I guess you need to enable radio ...

----------

## zervus

 *UberLord wrote:*   

>  *Tim-Erwin wrote:*   
> 
> eth1: Radio is disabled by RF switch.
> 
>  
> ...

 

Exactly. Press the wireless button on your laptop. Works for me the same way. After I load the kernel module the wireless led lights up, but I nevertheless have to press the button to activate it.

----------

## Tim-Erwin

 *zervus wrote:*   

> Press the wireless button on your laptop.

 

Hmm... that's not that easy. Ok, I CAN press it, but nothing happens because it's a software-based switch. There is a program that switches on/off the card when pressing the button, but I did't manage to run it on linux.

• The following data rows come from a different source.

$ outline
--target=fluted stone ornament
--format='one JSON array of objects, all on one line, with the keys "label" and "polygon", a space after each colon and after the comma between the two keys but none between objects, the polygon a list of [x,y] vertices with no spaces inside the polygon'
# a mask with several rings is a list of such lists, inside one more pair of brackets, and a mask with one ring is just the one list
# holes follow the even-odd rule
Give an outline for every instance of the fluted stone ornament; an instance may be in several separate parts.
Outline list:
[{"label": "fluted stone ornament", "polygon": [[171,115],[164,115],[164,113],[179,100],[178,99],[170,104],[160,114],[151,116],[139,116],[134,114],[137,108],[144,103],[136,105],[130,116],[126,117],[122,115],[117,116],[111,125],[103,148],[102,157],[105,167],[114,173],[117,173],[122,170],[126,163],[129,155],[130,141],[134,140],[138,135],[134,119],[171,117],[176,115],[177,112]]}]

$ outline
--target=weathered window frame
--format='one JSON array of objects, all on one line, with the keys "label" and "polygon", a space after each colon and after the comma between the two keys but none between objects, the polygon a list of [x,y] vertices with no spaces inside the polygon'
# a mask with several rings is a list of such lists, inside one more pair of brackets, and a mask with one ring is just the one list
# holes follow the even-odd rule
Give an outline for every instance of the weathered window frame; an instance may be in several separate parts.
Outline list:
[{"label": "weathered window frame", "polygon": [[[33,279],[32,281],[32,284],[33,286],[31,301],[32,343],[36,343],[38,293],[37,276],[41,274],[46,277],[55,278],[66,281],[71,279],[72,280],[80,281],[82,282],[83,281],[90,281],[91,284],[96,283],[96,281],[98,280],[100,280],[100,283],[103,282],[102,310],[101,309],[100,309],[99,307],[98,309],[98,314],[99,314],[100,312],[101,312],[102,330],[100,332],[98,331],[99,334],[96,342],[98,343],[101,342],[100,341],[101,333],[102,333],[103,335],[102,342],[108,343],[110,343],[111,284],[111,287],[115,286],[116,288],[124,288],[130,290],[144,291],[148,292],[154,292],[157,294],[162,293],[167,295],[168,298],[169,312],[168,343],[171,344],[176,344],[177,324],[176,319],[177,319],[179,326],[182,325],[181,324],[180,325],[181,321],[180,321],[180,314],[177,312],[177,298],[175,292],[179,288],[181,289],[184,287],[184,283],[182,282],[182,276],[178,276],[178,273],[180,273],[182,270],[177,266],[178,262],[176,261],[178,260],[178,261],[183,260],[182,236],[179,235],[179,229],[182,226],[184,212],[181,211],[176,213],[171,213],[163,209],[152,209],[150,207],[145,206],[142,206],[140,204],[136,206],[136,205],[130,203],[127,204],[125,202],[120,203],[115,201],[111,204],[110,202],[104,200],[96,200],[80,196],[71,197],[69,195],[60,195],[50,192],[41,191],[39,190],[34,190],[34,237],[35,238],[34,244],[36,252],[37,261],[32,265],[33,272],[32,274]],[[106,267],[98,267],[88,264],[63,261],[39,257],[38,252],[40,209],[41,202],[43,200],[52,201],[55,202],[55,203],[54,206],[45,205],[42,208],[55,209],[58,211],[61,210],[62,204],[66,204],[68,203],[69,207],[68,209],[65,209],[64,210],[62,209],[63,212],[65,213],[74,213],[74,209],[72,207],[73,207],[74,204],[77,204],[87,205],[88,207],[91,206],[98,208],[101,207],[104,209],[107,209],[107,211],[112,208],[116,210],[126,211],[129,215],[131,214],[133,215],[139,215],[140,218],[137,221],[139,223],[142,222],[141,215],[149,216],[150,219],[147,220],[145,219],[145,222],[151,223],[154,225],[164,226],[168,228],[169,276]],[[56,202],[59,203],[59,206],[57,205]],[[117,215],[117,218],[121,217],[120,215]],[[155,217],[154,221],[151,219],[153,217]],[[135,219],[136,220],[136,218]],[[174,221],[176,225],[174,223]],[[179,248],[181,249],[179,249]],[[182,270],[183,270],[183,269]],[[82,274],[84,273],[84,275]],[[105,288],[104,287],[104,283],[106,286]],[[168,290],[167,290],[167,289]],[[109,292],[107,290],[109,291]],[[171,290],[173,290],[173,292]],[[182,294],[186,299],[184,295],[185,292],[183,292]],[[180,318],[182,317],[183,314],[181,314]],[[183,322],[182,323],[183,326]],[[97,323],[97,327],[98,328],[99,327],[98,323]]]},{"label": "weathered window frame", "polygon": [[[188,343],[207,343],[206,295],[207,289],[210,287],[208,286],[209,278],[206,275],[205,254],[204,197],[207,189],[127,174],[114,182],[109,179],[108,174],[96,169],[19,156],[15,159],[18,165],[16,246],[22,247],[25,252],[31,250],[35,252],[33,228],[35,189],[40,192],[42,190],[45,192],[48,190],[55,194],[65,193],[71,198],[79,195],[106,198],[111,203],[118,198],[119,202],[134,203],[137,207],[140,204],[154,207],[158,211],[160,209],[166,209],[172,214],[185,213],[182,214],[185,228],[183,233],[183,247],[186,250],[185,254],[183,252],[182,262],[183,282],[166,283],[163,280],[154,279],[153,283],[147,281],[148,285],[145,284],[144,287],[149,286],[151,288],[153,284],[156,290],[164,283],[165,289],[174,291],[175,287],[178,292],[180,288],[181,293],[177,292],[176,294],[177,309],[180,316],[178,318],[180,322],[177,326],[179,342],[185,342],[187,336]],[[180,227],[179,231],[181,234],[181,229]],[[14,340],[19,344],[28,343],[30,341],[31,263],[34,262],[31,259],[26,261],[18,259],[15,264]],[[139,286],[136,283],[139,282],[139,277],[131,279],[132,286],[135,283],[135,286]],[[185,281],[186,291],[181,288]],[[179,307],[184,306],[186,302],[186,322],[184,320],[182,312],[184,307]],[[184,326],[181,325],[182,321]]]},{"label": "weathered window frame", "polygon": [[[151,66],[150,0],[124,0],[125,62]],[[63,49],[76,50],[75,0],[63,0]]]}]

Btw I think, that the LED indicates radio activity.

----------

## swimmer

May I ask which kind of laptop you use?

grz

swimmer

----------

## Tim-Erwin

 *swimmer wrote:*   

> May I ask which kind of laptop you use?

 

Of course you may  :Smile:  I've got an "Fujitsu Siemens Amilo M 7400" (Centrino):

- Pentium M 1400MHz

- VGA: Intel Extreme Graphics 2  :Crying or Very sad: 

- Network controller: Intel Corporation PRO/Wireless LAN 2100 3B Mini PCI Adapter (rev 04)

- ...

----------

## Jerem

And what the fucking hell are you using channel 6 instead of 11 ???

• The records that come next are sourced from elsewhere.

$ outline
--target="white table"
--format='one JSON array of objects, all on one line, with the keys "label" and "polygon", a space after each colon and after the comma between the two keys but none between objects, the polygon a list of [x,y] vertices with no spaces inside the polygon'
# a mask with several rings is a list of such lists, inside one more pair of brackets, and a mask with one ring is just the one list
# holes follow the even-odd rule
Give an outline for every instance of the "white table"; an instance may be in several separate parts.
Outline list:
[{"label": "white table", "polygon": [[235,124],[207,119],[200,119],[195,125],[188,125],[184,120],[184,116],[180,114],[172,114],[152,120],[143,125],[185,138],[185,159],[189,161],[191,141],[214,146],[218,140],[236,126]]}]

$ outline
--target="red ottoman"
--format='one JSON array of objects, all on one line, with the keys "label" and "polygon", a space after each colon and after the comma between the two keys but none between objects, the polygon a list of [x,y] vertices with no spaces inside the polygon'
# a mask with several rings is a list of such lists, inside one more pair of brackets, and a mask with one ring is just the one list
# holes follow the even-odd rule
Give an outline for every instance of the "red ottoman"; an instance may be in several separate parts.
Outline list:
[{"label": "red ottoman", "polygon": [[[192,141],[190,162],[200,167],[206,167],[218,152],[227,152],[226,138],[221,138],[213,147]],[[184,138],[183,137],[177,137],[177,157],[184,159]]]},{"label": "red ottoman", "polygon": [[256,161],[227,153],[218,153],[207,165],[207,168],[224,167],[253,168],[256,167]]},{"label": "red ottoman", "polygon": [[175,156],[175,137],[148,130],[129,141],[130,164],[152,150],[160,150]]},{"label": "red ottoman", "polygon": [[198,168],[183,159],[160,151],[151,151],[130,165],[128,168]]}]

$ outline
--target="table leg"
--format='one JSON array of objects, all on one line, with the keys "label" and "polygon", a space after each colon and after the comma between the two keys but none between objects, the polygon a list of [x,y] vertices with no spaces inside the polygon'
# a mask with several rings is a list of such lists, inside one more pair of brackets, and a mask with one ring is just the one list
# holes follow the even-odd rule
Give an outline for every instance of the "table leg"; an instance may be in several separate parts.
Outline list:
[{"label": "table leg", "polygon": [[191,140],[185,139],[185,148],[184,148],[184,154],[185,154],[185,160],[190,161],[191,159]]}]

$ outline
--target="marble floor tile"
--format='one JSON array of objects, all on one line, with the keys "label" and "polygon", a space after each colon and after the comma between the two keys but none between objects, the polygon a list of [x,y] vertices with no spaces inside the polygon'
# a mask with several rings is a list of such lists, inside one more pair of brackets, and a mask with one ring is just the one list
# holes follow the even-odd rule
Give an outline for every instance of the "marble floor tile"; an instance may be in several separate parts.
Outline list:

Go with standard settings and all will work.

Personnally, I use the ipw2100 and I only set up the essid, ap and key. And it works.

----------

## zervus

It seems like you need to use the fsam4700 kernel module in order to be able to use your wireless button.

See the last post on this thread for more info.

----------

## butters

Hi, I'm having the same problem:

ieee80211_crypt: registered algorithm 'NULL'

ipw2100: Intel(R) PRO/Wireless 2100 Network Driver, 1.1.0

ipw2100: Copyright(c) 2003-2004 Intel Corporation

ACPI: PCI Interrupt 0000:01:03.0[A] -> Link [LNKB] -> GSI 5 (level, low) -> IRQ

5

ipw2100: Detected Intel PRO/Wireless 2100 Network Connection

eth1: Radio is disabled by RF switch.

ieee80211_crypt: registered algorithm 'WEP'

ieee80211_crypt: registered algorithm 'CCMP'

ieee80211_crypt: registered algorithm 'TKIP'

But either I don't have a "wireless button" or I'm too stupid to release I do.  I have a Dell Inspiron 500m (similar to 600m but with integrated graphics).

----------

## Tim-Erwin

The fsam7400-Module did it for me. It is made for Fujitsu Siemens Amilo M 7400 in fact but perhaps you can use it too. Just give it a try.

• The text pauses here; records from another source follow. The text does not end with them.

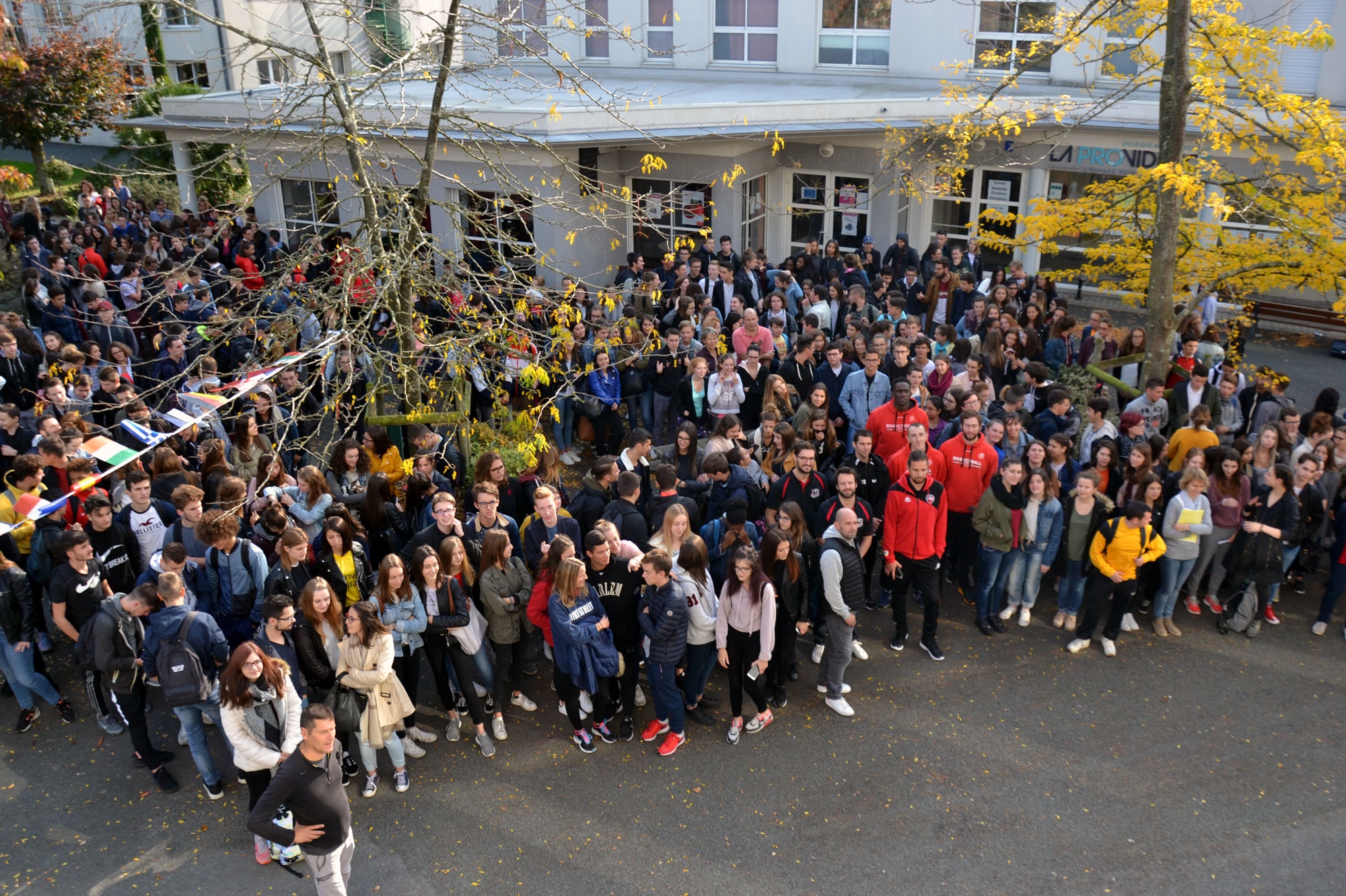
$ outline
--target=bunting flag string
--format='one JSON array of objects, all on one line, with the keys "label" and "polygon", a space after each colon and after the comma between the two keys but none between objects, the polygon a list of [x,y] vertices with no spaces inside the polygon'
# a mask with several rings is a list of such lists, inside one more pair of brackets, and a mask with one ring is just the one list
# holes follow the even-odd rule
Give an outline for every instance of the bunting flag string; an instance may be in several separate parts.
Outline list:
[{"label": "bunting flag string", "polygon": [[192,426],[202,425],[211,414],[219,413],[223,408],[227,408],[240,398],[248,396],[256,390],[257,386],[262,385],[281,370],[292,367],[312,355],[327,351],[332,344],[335,344],[341,335],[341,332],[328,334],[326,339],[310,348],[306,348],[304,351],[292,351],[261,370],[250,371],[240,379],[222,385],[221,389],[234,390],[234,394],[232,396],[226,397],[199,391],[178,393],[178,402],[187,408],[188,412],[194,412],[195,416],[176,409],[160,414],[176,426],[172,432],[155,432],[144,424],[137,424],[133,420],[122,420],[122,429],[131,433],[137,441],[145,444],[145,447],[139,451],[128,448],[118,441],[113,441],[106,436],[93,436],[92,439],[86,439],[83,443],[83,451],[96,457],[101,465],[105,465],[105,468],[93,476],[79,480],[78,483],[71,483],[71,490],[54,500],[43,500],[36,495],[20,495],[19,500],[13,505],[13,513],[19,522],[0,522],[0,535],[8,534],[24,521],[40,519],[42,517],[48,517],[54,513],[65,510],[66,505],[69,505],[70,499],[77,494],[93,488],[98,484],[98,482],[106,479],[122,467],[140,460],[163,441],[183,433]]}]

- Load the module from http://zwobbl.homelinux.net/pub/

- go to the download location, type "tar -xzf fsam7400-0.4.0.tar.gz" (at the moment the best version)

- enter the new directory "cd fsam7400-0.4.0"

- type "make && make install"

- load the module with "modprobe fsam7400"

Now you are ready. If it works for your Laptop you enable radio by typing "echo 1 > /proc/driver/wireless/radio" (a "0" for switching it off).

Thanks to zervus for the useful tip.

Greets, Tim-Erwin

----------

## biatch0

Does anyone know of a program similar to fsam7400 that works for other 2100/2200BG cards? I've got an ASUS m5200, with a clean install of gentoo... and for some reason I decided to FN+F2. I don't look forward to installing Windows then reinstalling gentoo just to enable wireless again   :Shocked:   :Shocked:   :Shocked: 

----------